The vast number of skin receptors enables the fish to determine not only the shape of an object, but its volume, size, material, and maybe even which direction it’s facing. The elephantnose fish can use the images formed through electrolocation to navigate its environment, avoiding hitting objects as it swims while hunting smaller prey. These images aren’t perfectly clear, but are like someone near-sighted seeing a blurry world when they don’t have their glasses on.
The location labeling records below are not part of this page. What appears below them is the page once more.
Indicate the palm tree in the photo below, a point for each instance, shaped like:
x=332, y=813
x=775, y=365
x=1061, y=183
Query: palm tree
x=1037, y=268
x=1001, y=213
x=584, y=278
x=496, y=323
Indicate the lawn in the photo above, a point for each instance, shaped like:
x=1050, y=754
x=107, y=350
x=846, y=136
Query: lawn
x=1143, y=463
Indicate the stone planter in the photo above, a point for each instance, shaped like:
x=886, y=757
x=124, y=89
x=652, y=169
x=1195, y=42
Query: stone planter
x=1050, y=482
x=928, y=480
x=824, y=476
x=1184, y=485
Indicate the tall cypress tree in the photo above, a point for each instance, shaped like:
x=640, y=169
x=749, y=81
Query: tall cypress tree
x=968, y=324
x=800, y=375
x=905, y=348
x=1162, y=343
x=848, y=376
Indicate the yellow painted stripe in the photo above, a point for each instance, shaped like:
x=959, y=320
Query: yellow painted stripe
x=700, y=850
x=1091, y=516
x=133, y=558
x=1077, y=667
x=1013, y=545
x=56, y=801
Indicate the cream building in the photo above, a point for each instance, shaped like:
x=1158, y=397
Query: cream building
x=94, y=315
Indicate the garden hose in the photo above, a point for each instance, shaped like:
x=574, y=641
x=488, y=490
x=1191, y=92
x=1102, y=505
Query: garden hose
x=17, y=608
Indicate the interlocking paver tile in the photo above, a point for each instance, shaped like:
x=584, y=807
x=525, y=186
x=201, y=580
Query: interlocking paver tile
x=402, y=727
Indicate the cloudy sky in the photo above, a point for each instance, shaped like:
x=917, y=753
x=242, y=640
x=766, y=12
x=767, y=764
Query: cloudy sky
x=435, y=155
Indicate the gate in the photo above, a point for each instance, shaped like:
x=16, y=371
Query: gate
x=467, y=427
This doesn’t affect the fish too much, as basic shapes and patterns are all that are needed to survive and thrive.

This summary was contributed by Thomas McAuley-Biasi.



“Weakly electric fishes generate electrical fields around their bodies by emitting electric signals (electric organ discharges, EODs) with a specialized electric organ.” (von der Emde and Fetz, 2007: 3082)

“In addition, we studied the receptor mosaic of the sensory epithelium, which in the case of G. petersii constitutes almost the entire body surface…”(von der Emde et al., 2008: 280)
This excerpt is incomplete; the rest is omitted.